The only open grocery story was only a block from campus, but the fresh air made the hike shorter than it usually felt. Before long, he was sauntering inside, walking carefully to ensure they wouldn’t turn him away. The cashier hadn’t even looked up to ring him out.
Moments later he strode through the doors, bottle in hand—and right into Remus.
“Oh, fuck, Janus, sorry,” he muttered, grabbing him with those strong, callused hands before he could stumble. Remus had been drawing, charcoal dust under his fingernails and a bit by his jaw.
“No ‘pologies needed,” Janus said slowly, annoyed at the slight slurring in his words. Remus didn’t release him and Janus stared back. He was dressed in a sleeveless shirt and jeans, no jacket. Before Janus could form the words to ask if he was cold, he shivered.
“What are you doing out?” He clutched his bottle to his chest, head tilted to the side. “I thought you’d still be with Logan by now.”
Drunk, standing in the middle of a poorly lit street, Janus couldn’t miss the hurt in Remus’ eyes. He shrugged but didn’t explain.

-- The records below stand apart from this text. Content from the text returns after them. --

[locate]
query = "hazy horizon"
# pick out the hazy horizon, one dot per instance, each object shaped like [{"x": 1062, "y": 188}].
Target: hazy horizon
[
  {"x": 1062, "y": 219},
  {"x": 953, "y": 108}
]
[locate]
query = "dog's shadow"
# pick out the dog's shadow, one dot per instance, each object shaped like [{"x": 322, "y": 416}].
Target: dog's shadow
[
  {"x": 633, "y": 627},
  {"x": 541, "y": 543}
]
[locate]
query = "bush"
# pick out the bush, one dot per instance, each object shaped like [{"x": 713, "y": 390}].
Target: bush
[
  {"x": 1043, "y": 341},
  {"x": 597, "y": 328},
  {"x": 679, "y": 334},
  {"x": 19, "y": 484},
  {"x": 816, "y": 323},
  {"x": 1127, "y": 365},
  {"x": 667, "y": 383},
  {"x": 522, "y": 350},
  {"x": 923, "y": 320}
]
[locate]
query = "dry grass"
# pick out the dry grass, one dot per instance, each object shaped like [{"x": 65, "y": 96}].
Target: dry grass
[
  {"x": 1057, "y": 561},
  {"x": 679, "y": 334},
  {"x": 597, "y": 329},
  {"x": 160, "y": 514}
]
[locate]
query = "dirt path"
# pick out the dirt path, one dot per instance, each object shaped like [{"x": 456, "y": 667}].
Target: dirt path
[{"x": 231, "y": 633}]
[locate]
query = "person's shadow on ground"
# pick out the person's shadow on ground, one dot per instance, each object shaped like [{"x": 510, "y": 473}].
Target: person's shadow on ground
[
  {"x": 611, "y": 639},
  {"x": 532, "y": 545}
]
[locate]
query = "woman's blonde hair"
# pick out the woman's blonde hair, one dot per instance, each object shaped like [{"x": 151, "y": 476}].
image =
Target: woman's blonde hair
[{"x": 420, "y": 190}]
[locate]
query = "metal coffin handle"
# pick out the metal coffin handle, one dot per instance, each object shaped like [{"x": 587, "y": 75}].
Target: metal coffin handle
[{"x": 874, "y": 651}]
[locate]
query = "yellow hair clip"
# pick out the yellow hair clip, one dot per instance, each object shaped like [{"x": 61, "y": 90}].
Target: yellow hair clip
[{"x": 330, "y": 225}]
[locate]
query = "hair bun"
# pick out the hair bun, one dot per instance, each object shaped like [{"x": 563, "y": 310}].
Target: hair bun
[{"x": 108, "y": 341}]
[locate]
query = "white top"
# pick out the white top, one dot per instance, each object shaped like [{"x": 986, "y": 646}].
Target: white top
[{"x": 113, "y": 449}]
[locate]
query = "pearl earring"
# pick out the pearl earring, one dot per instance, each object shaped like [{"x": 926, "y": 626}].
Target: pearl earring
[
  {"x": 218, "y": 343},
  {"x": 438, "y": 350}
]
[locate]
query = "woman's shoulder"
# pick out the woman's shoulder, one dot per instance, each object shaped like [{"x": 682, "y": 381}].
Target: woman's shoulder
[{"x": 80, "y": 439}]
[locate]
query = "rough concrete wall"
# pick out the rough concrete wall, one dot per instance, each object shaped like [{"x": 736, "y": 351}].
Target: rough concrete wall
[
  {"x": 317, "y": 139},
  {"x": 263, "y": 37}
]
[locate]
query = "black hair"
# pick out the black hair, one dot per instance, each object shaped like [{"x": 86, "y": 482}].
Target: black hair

Janus couldn’t believe what he was seeing. How could Logan have possibly rejected him? He reached out and tapped the edge of Remus’ jaw. “You know what?”
“What?” he huffed out a little laugh, leaning in to his touch like a lost puppy. 
“You look like you could use a drink. And I know I sure as hell could use one,” Janus nodded, holding up the bagged bottle. “I live twenty blocks that way,” he said, pointing with one end and offering his arm. “Would you like to join me tonight?”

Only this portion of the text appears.